China has doubled down on what it has termed a “color revolution” in the restive enclave of Hong Kong, dismissing a hardline minority of protesters as “thugs” attempting to turn the territory into an “independent or semi-independent political entity.”
At a press conference in Beijing Tuesday carried on live news feeds, spokesman Yang Guang, of the Chinese central government’s Hong Kong and Macau Affairs Office, said that the Hong Kong protests “far exceeded the scope of normal assemblies and rallies” and added that they would be considered “violent crimes” in “any country, any region, or under any legal system.”
He also underscored Beijing’s persistent claim that foreign powers are behind the uprising. Radical protesters, he said, were “foot soldiers of external forces and anti-China forces,” bent on “making Hong Kong chaotic and paralyzing the [local] government.”
While acknowledging the right of Hong Kong people to protest peacefully, Yang said violent unrest “gravely endangered the interests” of the territory and was “not at all about expressing any political demands” but instead “political intimidation and hijacking, through and through.”
Striking a more conciliatory tone, he also urged Hongkongers to “focus on Hong Kong’s economic development and improving the livelihood of Hong Kong people, offering their ideas and strategies and working on solutions together. The current crisis reflects Hong Kong’s problems on very deep levels. It’s time to pay attention and figure out solutions.”
His rhetoric will do little to ease tensions in Hong Kong, where a three-month push for greater political freedom shows no sign of abating.
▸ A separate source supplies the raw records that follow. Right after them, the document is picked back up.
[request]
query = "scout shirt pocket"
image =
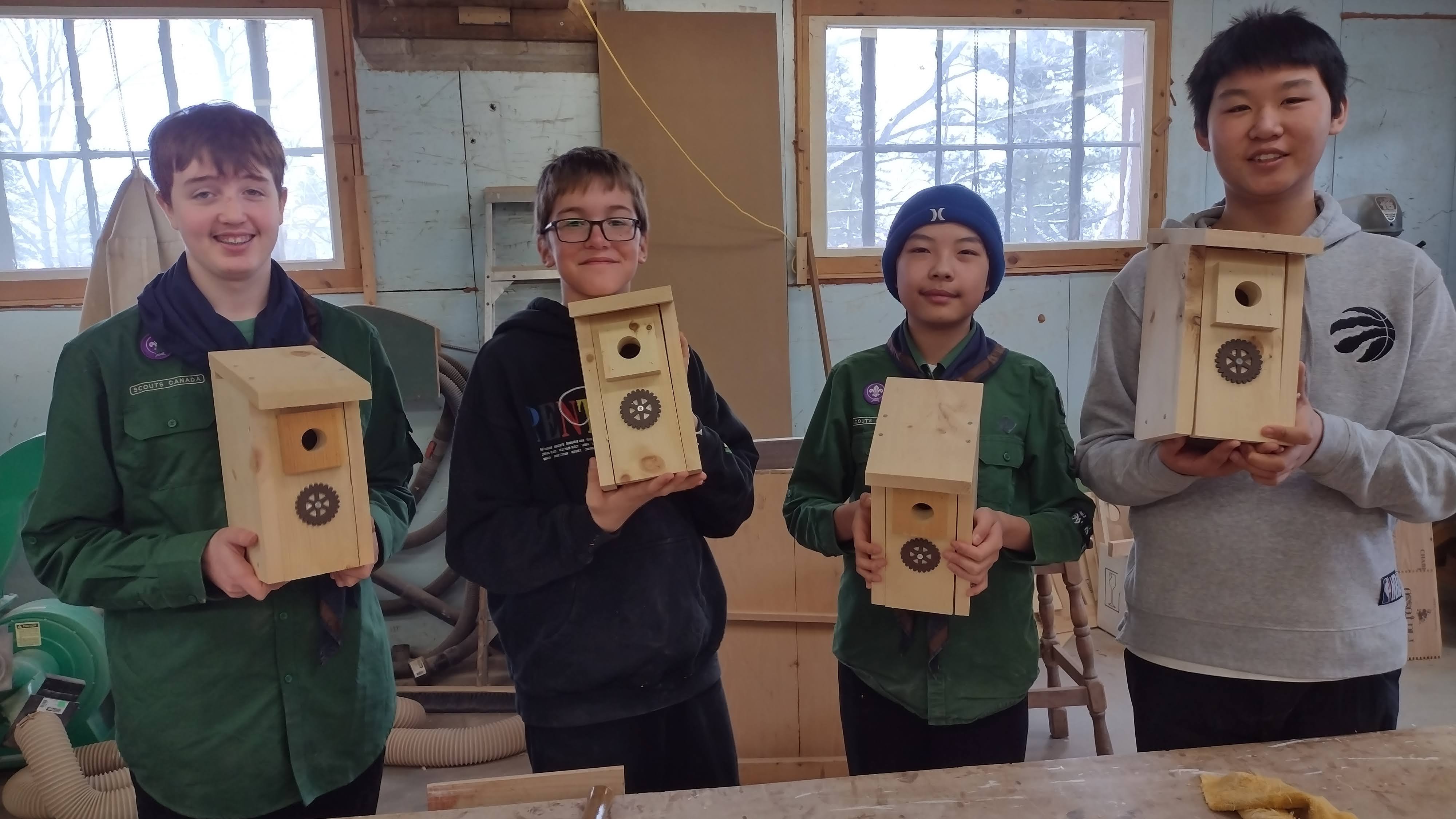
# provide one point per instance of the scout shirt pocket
(1001, 457)
(167, 457)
Originating as opposition to a divisive extradition bill, the movement has since broadened into a rebellion against the unrepresentative local government, with many protesters demanding self-determination or independence for the semi-autonomous territory, whose 7.2 million inhabitants are culturally and linguistically distinct from mainland Chinese.
The notion of full political freedom for Hong Kong is anathema to Beijing, which resumed sovereignty over the former British possession in 1997, marking the end of 156 years of colonial rule.
“Some Western politicians have made comments about Hong Kong over the past three months,” Yang said. “They waste no effort to encourage and support a few rioters and pro-Hong Kong independence people … they have helped facilitate these pro-Hong Kong independence actions.”
Yang’s remarks come after weeks of intensifying unrest in the territory. Over the weekend, protesters lobbed petrol bombs at Hong Kong’s main government office, set fire to barricades on major streets, and fought running battles with police, who responded with tear gas and water cannon. At one point, police fired live rounds as warning shots in the prime retail and tourist district of Causeway Bay.
On Sunday, protesters severely disrupted operations at Hong Kong International Airport, forcing the suspension of train and bus services, leaving arriving passengers with no way of making it into the city center. Yesterday, thousands of high school and university students marked the first day of the new educational year with a class boycott. In the evening, masked radicals briefly clashed with police outside the offices of Hong Kong’s embattled top official, Chief Executive Carrie Lam, and waved a defaced Chinese flag outside the headquarters of the Chinese garrison in a dangerous provocation.
Lam also held a press conference broadcast live Tuesday and said that Beijing had faith in her administration “to handle this difficult matter, and we are also trying our best to do so.” She also stressed that lawbreakers would be brought to justice.
“Hong Kong is a society of law,” she said “so we must use the means of law to handle the illegal activities that have taken place.”
The Hong Kong government has rounded up several prominent activists and democratic legislators in recent days, including the high profile campaigner Joshua Wong, his colleague in the Demosisto party Agnes Chow, and party chairman Ivan Lam.